Then there are the words, powerful words. Mark and Luke put it in first person terms: "You are my Son," as if God meant these words only for the ears of Jesus. Matthew, on the other hand, put it in third person, as if the voice is speaking directly to us about Jesus. "This is my Son, my beloved, with whom I am well pleased." Are you listening? "Open my ears that I might hear voices of truth thou sendest clear..."
In a way, my friends, we are all hard of hearing. We find it difficult to catch what God really says - how God is speaking in and to our world. We struggle with that inner sense of direction, trying to figure out where the truth is located. Furthermore, there's often a cacophony of confusion around us (as well as within us). Worst of all, we often wonder if the voice we hear is merely an echo of our own. "Open my ears that I may hear"... That prayer addresses a handicap with which we all struggle.

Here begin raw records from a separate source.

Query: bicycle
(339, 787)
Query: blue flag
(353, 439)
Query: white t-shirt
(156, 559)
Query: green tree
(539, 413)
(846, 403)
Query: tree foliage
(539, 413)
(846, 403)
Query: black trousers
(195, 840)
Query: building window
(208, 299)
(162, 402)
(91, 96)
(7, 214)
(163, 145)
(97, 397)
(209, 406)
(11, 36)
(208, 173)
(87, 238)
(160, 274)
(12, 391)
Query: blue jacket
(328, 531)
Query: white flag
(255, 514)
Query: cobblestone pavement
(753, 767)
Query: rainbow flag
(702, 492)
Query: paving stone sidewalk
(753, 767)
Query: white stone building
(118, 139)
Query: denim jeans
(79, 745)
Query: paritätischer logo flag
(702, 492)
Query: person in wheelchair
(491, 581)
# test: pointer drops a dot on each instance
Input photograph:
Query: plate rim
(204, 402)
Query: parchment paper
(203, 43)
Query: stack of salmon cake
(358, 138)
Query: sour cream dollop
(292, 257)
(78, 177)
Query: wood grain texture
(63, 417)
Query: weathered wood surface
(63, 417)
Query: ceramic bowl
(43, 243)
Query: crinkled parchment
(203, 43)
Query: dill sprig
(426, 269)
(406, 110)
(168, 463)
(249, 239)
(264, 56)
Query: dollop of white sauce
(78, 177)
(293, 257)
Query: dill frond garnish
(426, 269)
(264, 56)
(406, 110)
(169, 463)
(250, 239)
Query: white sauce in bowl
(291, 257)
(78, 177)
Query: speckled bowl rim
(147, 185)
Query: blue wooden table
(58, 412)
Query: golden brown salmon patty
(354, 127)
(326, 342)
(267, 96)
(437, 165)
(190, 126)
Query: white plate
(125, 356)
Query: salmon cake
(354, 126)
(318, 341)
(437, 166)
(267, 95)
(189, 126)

"This is my Son, my beloved, with whom I am well pleased." These epiphany words are meant for us. Do you hear them? It's not just that we are spectators watching a heaven and earth encounter. You see we, each one of us, are encouraged to affirm this voice, to confess that these words are our truth. Do you hear, my friends? If so, can you say with your own voice that Jesus is God's Son? Can you profess that this Son is "much loved," that is - he is an intimate part of God, the very expression of God's awesome love in this world? Furthermore, can you say out loud that God delights in revealing himself to the world through Jesus?

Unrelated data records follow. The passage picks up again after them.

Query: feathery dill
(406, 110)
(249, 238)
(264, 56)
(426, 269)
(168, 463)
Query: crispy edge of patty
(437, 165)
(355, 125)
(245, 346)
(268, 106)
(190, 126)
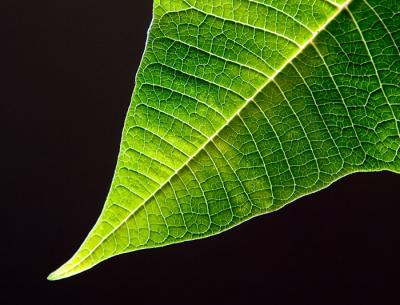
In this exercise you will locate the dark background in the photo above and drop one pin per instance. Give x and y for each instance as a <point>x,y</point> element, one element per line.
<point>67,70</point>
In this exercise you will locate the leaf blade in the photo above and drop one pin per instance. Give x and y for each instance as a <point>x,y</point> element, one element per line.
<point>280,187</point>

If so, here is my challenge to you for the coming week: Keep your eyes and ears open for how this Son is at work in the world around you. Then be prepared, if you dare, to speak out loud what you have seen or heard. Please remember, though, if you share this during "joys and concerns," make sure that you speak such that all can hear your words.
Are your eyes open? Do you hear? If so, then be a witness.